Para empreender esta análise, parto do conceito de estranhamento elaborado no texto clássico de Victor Chklovski (1976 [1917]) e suas reverberações nos estudos de cinema. Sob essa perspectiva, o filme se configura como objeto estético que, mediante procedimentos peculiares, suscita modos de relação intensificada com o mundo, atuando assim como vetor de singularização e desautomatização das sensações. Proponho percorrer também uma cadeia de associações entre o estranhamento e outras noções correlatas, como a desfamiliarização e a alienação. Interessa-me, igualmente, a evocação de certa qualidade alheia – ou mesmo “alienígena” – do cinema, conforme a expressão de André Gaudreault (2006) rearticulada por Annie van den Oever e Laura Mulvey (Oever; Mulvey, 2010). Ao longo da argumentação, buscarei ainda ensaiar certas aproximações entre o estranhamento e a noção de dissociação, retomando inquietações que motivaram o trabalho apresentado na edição passada do evento.
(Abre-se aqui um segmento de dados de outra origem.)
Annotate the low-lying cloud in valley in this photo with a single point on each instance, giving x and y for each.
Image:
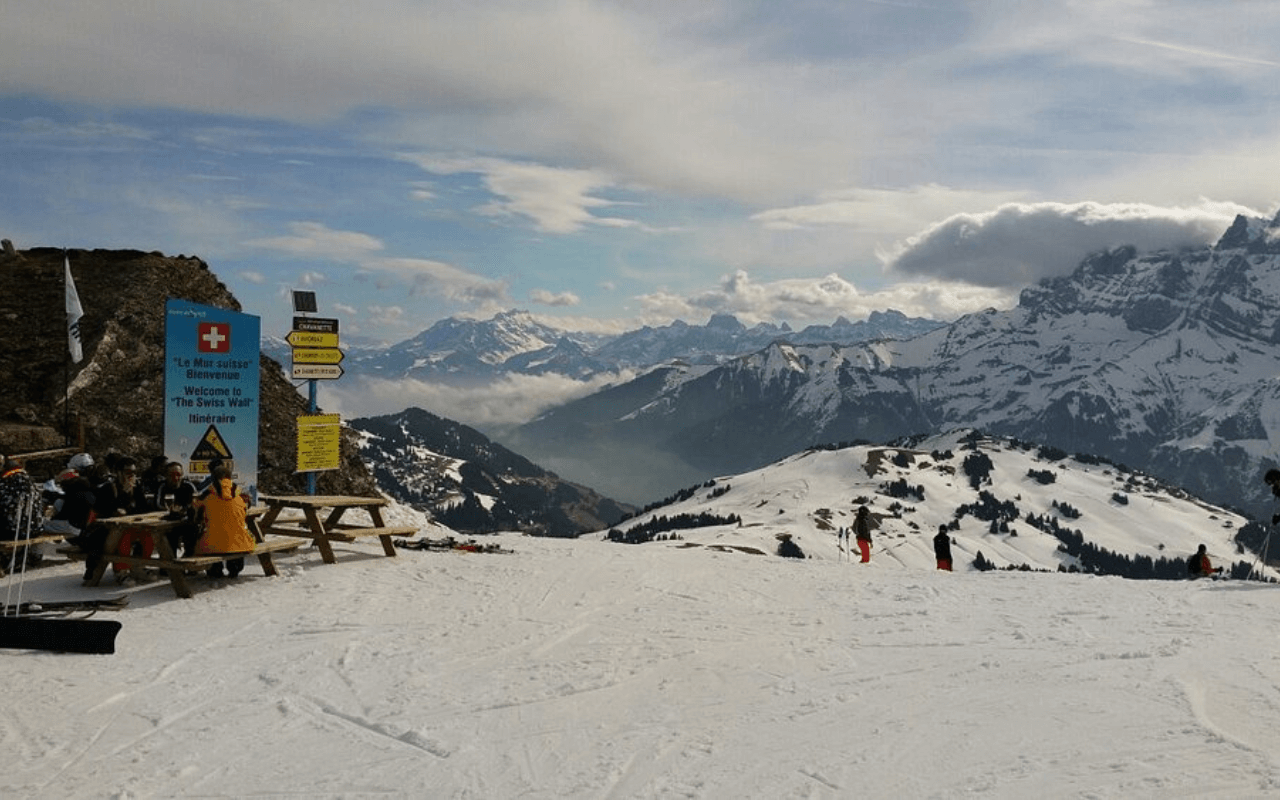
(504, 402)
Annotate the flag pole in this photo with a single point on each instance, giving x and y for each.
(73, 339)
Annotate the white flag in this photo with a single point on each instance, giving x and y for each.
(73, 314)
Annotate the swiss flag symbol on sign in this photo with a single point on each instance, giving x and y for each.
(214, 338)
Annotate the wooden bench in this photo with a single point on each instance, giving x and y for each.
(177, 568)
(344, 533)
(321, 521)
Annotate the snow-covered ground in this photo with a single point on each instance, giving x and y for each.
(594, 670)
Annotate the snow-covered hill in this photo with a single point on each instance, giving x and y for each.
(586, 670)
(1016, 504)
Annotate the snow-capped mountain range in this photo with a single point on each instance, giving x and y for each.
(1005, 504)
(517, 342)
(471, 484)
(1164, 361)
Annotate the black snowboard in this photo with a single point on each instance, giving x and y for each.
(59, 635)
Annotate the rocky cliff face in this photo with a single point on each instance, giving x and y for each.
(117, 392)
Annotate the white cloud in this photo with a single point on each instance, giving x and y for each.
(318, 240)
(435, 278)
(548, 298)
(818, 301)
(556, 200)
(508, 401)
(1020, 243)
(389, 316)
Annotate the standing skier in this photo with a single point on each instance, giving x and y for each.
(942, 548)
(863, 533)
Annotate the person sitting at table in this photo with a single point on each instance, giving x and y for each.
(222, 510)
(119, 494)
(73, 517)
(177, 497)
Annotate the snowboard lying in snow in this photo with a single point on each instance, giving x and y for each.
(449, 543)
(48, 626)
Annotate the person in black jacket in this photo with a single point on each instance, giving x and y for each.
(177, 497)
(73, 517)
(863, 533)
(942, 548)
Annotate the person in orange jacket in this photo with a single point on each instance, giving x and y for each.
(1201, 565)
(220, 511)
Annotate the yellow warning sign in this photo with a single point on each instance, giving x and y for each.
(210, 446)
(318, 442)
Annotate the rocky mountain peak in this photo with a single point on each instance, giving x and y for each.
(117, 392)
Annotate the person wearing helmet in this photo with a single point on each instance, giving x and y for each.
(73, 517)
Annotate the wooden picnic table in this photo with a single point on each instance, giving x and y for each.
(156, 525)
(321, 520)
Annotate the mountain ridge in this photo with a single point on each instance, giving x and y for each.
(1164, 361)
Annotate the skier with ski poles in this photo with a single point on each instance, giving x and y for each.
(863, 533)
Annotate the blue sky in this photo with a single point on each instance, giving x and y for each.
(615, 164)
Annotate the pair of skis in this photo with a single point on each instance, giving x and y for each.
(49, 625)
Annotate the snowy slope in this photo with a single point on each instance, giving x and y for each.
(576, 668)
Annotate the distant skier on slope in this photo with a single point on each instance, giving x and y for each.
(863, 533)
(1200, 565)
(1272, 479)
(942, 548)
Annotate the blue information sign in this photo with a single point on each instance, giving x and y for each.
(211, 391)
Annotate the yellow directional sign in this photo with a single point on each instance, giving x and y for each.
(316, 371)
(318, 442)
(310, 338)
(316, 355)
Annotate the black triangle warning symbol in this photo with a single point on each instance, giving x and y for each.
(211, 446)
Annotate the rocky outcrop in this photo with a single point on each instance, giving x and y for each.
(117, 391)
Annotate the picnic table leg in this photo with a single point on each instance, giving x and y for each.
(320, 536)
(375, 513)
(177, 577)
(263, 558)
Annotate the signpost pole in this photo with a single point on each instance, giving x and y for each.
(311, 408)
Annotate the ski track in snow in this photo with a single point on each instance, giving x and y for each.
(602, 671)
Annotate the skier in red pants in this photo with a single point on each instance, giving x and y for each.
(863, 533)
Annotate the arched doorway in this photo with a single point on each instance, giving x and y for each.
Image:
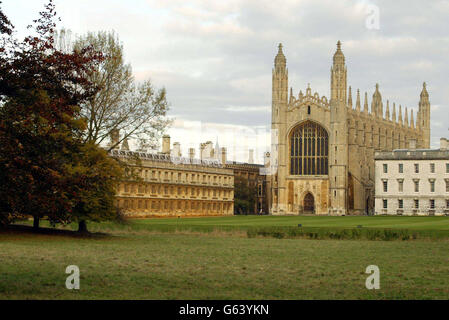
(309, 203)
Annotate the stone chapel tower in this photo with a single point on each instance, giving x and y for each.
(423, 121)
(338, 144)
(279, 114)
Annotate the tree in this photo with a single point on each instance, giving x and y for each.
(244, 196)
(137, 110)
(40, 124)
(93, 179)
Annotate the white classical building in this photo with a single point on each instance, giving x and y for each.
(412, 181)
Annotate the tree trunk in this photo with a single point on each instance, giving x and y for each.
(36, 223)
(82, 227)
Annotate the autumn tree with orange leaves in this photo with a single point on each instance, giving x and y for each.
(45, 167)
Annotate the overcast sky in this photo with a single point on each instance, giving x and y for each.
(215, 57)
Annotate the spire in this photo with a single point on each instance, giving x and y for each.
(376, 104)
(406, 117)
(339, 57)
(350, 98)
(357, 103)
(394, 113)
(125, 145)
(365, 104)
(424, 93)
(280, 61)
(338, 76)
(424, 116)
(387, 111)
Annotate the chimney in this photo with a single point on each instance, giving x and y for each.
(412, 144)
(223, 156)
(125, 145)
(266, 158)
(191, 154)
(115, 137)
(444, 143)
(166, 144)
(202, 146)
(251, 156)
(176, 152)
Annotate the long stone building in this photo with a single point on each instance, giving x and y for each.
(413, 181)
(170, 185)
(322, 155)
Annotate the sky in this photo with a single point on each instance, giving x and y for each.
(215, 57)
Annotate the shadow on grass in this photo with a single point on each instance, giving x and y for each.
(24, 229)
Ainda que a noção desenvolvida por Chklovski — conforme destacado por Alexandra Berlina (2020) — não deixe de suscitar a questão dos efeitos provocados pela obra no espectador, estabelecendo o que a autora chama de “implicações extratextuais” (Berlina, 2020, p. 48), minha análise privilegiará uma abordagem centrada nos procedimentos estéticos. Nesta comunicação, proponho uma leitura que, embora reconheça tais dimensões que concernem à situação espectatorial, adere ao entendimento de que o estranhamento se mostra mais produtivo quando analisado a partir de suas estratégias imanentes. Assim, o foco recairá sobre como a obra prefigura esses efeitos por meio de seus materiais específicos – a linguagem poética, nos casos analisados por Chklovski em seu texto; os sons e as imagens, no nosso caso.
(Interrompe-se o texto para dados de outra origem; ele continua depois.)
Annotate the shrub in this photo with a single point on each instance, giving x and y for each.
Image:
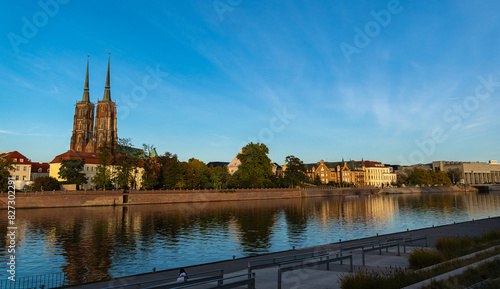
(491, 236)
(421, 258)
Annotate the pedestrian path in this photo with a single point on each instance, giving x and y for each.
(318, 276)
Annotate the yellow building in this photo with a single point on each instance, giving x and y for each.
(89, 169)
(379, 175)
(21, 172)
(350, 172)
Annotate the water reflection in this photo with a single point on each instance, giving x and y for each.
(96, 243)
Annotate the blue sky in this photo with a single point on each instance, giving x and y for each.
(393, 81)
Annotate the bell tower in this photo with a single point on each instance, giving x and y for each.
(105, 123)
(83, 124)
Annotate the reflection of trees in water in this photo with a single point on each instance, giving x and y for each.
(296, 221)
(255, 229)
(88, 254)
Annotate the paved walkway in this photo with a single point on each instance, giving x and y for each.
(319, 277)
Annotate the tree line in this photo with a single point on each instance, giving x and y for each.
(119, 167)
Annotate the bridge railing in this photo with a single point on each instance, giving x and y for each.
(46, 281)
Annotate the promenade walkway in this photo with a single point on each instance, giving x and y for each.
(319, 277)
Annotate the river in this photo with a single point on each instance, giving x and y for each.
(94, 243)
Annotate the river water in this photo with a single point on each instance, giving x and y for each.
(96, 243)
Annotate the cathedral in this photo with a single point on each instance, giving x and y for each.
(88, 134)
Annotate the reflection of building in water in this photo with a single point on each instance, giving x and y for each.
(354, 209)
(472, 172)
(483, 204)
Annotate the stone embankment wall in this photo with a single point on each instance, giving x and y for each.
(419, 190)
(117, 198)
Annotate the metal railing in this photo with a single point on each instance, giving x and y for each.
(45, 281)
(410, 240)
(248, 280)
(272, 262)
(380, 247)
(169, 282)
(327, 261)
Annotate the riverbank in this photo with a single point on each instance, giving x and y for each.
(469, 228)
(58, 199)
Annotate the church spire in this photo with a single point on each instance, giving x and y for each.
(85, 97)
(107, 92)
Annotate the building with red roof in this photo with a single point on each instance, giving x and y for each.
(21, 171)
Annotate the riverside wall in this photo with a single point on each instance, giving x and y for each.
(56, 199)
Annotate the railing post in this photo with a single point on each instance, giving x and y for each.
(279, 278)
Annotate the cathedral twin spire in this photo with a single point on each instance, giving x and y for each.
(94, 127)
(107, 91)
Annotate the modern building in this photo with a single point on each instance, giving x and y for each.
(21, 172)
(471, 172)
(39, 169)
(88, 134)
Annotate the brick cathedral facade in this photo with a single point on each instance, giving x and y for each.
(93, 127)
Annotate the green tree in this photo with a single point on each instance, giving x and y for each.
(151, 179)
(126, 160)
(295, 173)
(255, 170)
(5, 166)
(218, 177)
(72, 172)
(45, 184)
(103, 177)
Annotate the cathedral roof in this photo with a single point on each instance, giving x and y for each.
(90, 158)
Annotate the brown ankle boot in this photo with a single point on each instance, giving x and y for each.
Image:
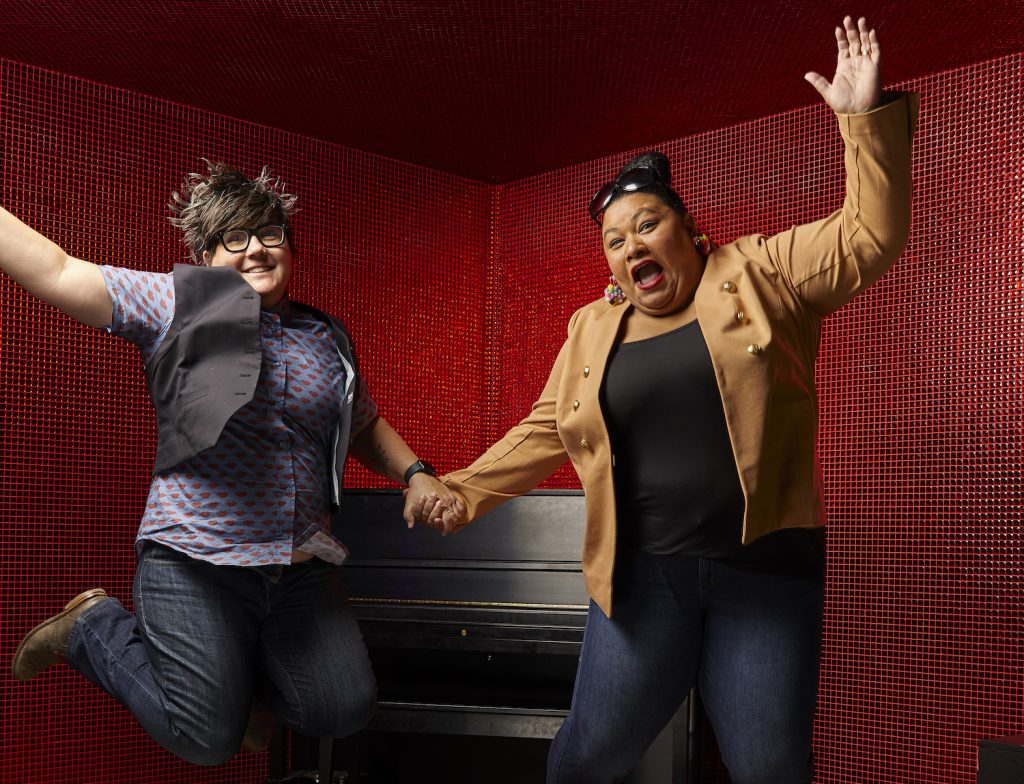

Por fim, destaco que a produtividade do conceito de estranhamento para pensar o cinema — e, particularmente, o filme em questão — nos conduz a debates mais amplos dos estudos de cinema contemporâneos, como é o caso da tensão entre forma fílmica e experiência espectatorial (Brinkema, 2014). Diante disso, como um filme pode “dar forma” a uma experiência de deslocamento da percepção? E de que modo essa experiência se atualiza em nossa relação com a materialidade audiovisual? Em Memoria, o próprio corpo da protagonista se torna um catalisador de estímulos que desorganizam os seus limites, abrindo-o a uma perspectiva estranha, alheia, em suma, colocam-no em contato com uma espécie de alteridade radical que borra os contornos da realidade.
Bibliografia
- BERLINA, Alexandra. “Ostranenie: To Give Back the Sensation of Life”. RUS (São Paulo), São Paulo, Brasil, v. 11, n. 16, p. 43–66, 2020. Disponível em: https://www.revistas.usp.br/rus/article/view/168820. Acesso em: 2 abr. 2025.
BRINKEMA, Eugenie. The forms of the affects. Durham: Duke University Press, 2014.
CHKLOVSKI, Victor. “A arte como procedimento”. In: TOLEDO, Dionísio de Oliveira (org.). Teoria da Literatura: Formalistas Russos (3ª ed.). Porto Alegre: Editora Globo, p. 39-56, 1976.
GAUDREAULT, André. “From ‘Primitive Cinema’ to ‘Kine-Attractography’.” In: STRAUVEN, Wanda (ed). The Cinema of Attractions Reloaded. Amsterdam: Amsterdam University Press, p. 85-104, 2006.
OEVER, Annie van den; MULVEY, Laura. “Conversation with Laura Mulvey”. In: OEVER, Annie van den (Ed.). Ostrannenie: on “strangeness” and the moving image. The history, reception, and relevance of a concept. Amsterdam: Amsterdam University Press, p. 185-203, 2010.